The nice news is that Utah State did provide Orlando with a set of decent to impressive offenses to work against in the Mountain West. After the Buh debacle, it seems like it makes more sense to hire a coach with familiarity in the West Coast. Orlando's defenses performed pretty well against Utah and still-Kiffined USC and had chances to beat both opponents, but Travis Wilson led an impressive fourth quarter comeback and USC's defense shut down the spread. He has gained the requisite experience to be decently familiar with the West Coast environment.

    How much would he cost?

    According to current data on assistant coach's salaries, Orlando is set to make about $204,240 this year.

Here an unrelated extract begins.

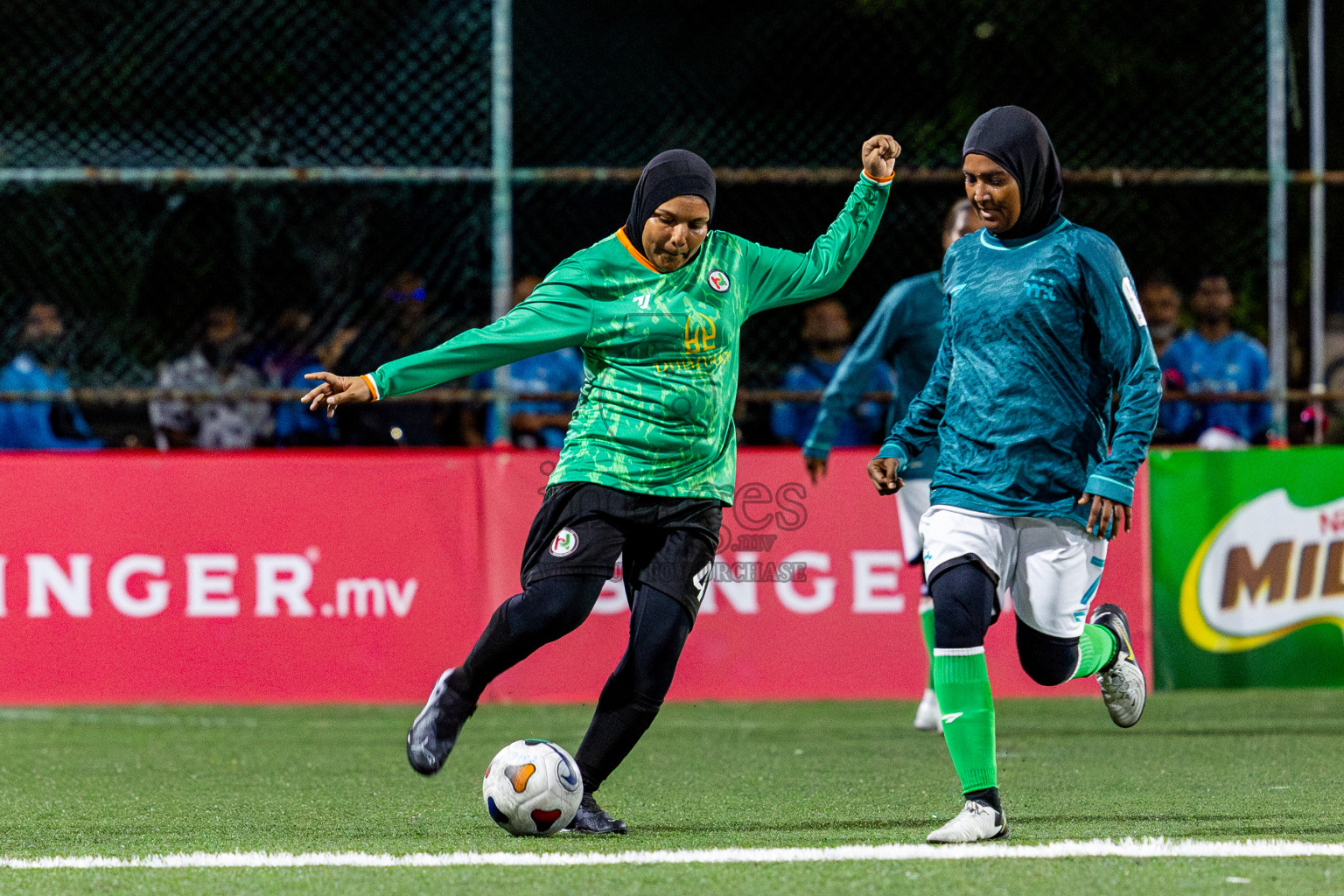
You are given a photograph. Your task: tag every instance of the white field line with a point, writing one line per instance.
(1146, 848)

That is well within the pay range for Cal, making him one of the most affordable hires Cal can get.

    The big question is whether it would result in an Andy Buh buyout situation, which would cost quite a bit. Cal has also set a bit of a precedent with how much they'll pay their defensive coordinator, and it's significantly more than what Orlando is getting from Utah State. If Dykes thinks he's the guy, I doubt money will be an issue.

    Recruiting and development

    I'm not sure about how good a recruiter Orlando is (data on UConn and FIU is a bit scarce), but he's definitely developed quality linebackers over the years.

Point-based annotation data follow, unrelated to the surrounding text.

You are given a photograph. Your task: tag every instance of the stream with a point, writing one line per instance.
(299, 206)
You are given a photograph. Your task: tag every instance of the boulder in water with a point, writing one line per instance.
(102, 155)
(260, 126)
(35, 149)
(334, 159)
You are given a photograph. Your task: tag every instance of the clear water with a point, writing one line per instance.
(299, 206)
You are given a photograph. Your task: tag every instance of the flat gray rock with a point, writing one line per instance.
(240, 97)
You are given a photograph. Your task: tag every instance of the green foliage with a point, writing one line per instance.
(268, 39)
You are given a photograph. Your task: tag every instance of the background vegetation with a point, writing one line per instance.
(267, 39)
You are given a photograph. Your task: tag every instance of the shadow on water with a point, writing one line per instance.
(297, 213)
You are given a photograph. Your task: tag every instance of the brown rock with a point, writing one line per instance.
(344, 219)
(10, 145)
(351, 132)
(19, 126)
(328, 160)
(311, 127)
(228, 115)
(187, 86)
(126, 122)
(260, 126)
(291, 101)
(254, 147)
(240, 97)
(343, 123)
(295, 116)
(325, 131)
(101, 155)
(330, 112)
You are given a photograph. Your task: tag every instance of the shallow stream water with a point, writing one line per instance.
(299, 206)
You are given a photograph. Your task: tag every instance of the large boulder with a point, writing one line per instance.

    During his two years at FIU, Orlando mentored five players who earned various all-Sun Belt Conference honors a total of seven times including safety Jonathan Cyprien and defensive lineman Tourek Williams who both earned first-team all-league honors this past season.

    Cyprien also played in the 2013 Senior Bowl, along with former Aggie Will Davis, and was selected by the Jacksonville Jaguars with the 33rd pick of the 2013 NFL Draft.

    ...

    Orlando's work with middle linebacker Danny Lansanah in 2007 helped earn the senior a free agent contract with the Green Bay Packers and later a spot on the Packers active roster, while weakside linebacker Lawrence Wilson was named a second-team Freshman All-American.

    While at Connecticut, Orlando also mentored linebacker Razul Wallace who set a single-season school record in tackles for loss in 2000, earning consensus national Division I-A all-Independent honors. Orlando also helped both Alfred Fincher and Maurice Lloyd earn all-Independent status in 2003 and all-Big East recognition in 2004. As two of the top tacklers in school history, the pair anchored the Big East's leading defense in 2004 en route to a Motor City Bowl berth. In 2005, Fincher was chosen in the third round by the New Orleans Saints, becoming the first Husky drafted in 11 years.

    Mic'ed up

    He sounds the part of a good coach.

    Conclusions

    I imagine if Cal were to hire Orlando, Dykes would allow him to coach a particular position along with his defensive coordinator responsibilities. If it's linebackers that he wants, Buh would probably be searching for a new home and the Bears will have to figure out his buyout situation. If it's safeties or defensive backs, that job is wide open too. Two birds, one stone, all that jazz.

    I would be comfortable with this hire but a little guarded as to whether Orlando would be an instant success. I do like the fact that he's been able to do more with less, which Cal will need a lot of for at least the next two seasons.

    What are your thoughts on Orlando? Would you be satisfied with him as our new Cal defensive coordinator?